Russischer Humboldt-Stipendiat zu Gast bei den Orientalisten der Universität Jena
Seit Anfang Oktober forscht Mikhail Bukharin als Humboldt-Stipendiat an der Friedrich-Schiller-Universität Jena. Insgesamt drei Monate ist er bei Prof. Dr. Norbert Nebes am Lehrstuhl für Semitische Philologie und Islamwissenschaft zu Gast. Mit Hilfe der Jenaer Orientalisten möchte Bukharin mehr über die Geschichte des vorislamischen Südarabiens – dem Gebiet des heutigen Jemen – herausfinden. »Bis heute wissen wir nur relativ wenig darüber, denn es gibt keine lokale Geschichtsschreibung so wie wir es von Europa kennen«, berichtet er. Forschern stehen nur zwei wesentliche Quellen zur Verfügung: die Inschriften vor Ort, deren Information jedoch begrenzt ist, und die Reiseberichte von griechischen und römischen Gelehrten der klassischen Antike. Seinen Forschungsaufenthalt in Jena sieht Mikhail Bukharin daher als ausgezeichnete Chance: »Während Norbert Nebes Experte für altsüdarabische Sprachen ist, beschäftige ich mich vor allem mit den klassischen Texten über den Alten Orient. Das ist einfach eine ideale Konstellation.«
In den nächsten Wochen wird der russische Altertumswissenschaftler eine ganz besondere Handschrift unter die Lupe nehmen: die auf Griechisch verfasste Schrift »Periplus Maris Erythraei« – auf Deutsch: »Küstenfahrt des Roten Meeres« –, in der auf etwa fünf Blättern der antike Jemen, seine Könige und die Handelsbeziehungen mit anderen Ländern beschrieben werden. »Es gibt zwei Versionen dieser Handschrift, wobei jeweils eine in Heidelberg und London aufbewahrt wird«, erklärt der Humboldt-Stipendiat. »Die Londoner Fassung wird als schlechte Kopie der Heidelberger Schrift angesehen, doch ich möchte das Gegenteil beweisen.« Gerade die Unterschiede zwischen den beiden Textfassungen verraten wichtige Details über die Geschichte Südarabiens, ist Bukharin überzeugt. »Zudem stammen die Beschreibungen der Handelsbeziehungen aus der Zeit um Christi Geburt – eine Zeit, aus der wir besonders wenig über die Region wissen.«
Auch um die Handschrift selbst ranken sich noch immer etliche Geheimnisse, die Bukharin ebenfalls lüften will. Denn die Heidelberger Fassung ist zwar bereits publiziert und wissenschaftlich erforscht, die Londoner Version hingegen geriet nahezu in Vergessenheit. »Die einzelnen Blätter wurden aus einem griechischen Kloster gestohlen und anschließend stark beschädigt. Aber wie die Schrift schließlich nach London gekommen ist, ist noch nicht vollständig geklärt«, berichtet Bukharin.
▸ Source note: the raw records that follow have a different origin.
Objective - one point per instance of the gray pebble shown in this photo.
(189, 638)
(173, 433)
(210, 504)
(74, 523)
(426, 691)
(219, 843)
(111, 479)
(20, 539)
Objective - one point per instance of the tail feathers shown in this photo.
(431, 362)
Mikhail Bukharin ist Leiter des Zentrums für Altorientalistik an der Russischen Akademie der Wissenschaften in Moskau. Den Jenaer Orientalisten Norbert Nebes hat er bei einer Ausgrabung im Jemen kennengelernt und steht seitdem mit ihm in regelmäßigem Kontakt. Vor zehn Jahren war er daher schon einmal als Gastwissenschaftler in Jena. Inzwischen sei Norbert Nebes zu einem wichtigen wissenschaftlichen Mentor geworden, so Bukharin. »Der Zusammenhalt zwischen den Kollegen, die im Jemen forschen, ist schon allein wegen der harten Bedingungen unglaublich groß.« Aber auch mit Blick auf die Einheimischen und die Landschaft gerät Mikhail Bukharin ins Schwärmen: »Dort ist einfach alles komplett anders als in meinem Heimatland oder in Europa«, sagt er und fügt hinzu: »Der Jemen lohnt sich, das sind Erlebnisse fürs Leben!«
Ein besonderes Erlebnis dürfte für den russischen Wissenschaftler auch die Reise nach Deutschland gewesen sein. Etwa 2.000 Kilometer sind es von Moskau bis nach Jena. Eine Distanz, bei der die meisten wohl das Flugzeug bevorzugen. Dr. Bukharin hingegen ist mit dem Auto in die Saalestadt gereist. »Manchmal waren die Straßen etwas schlecht, aber sonst war das völlig unproblematisch«, lacht der 42-jährige Russe.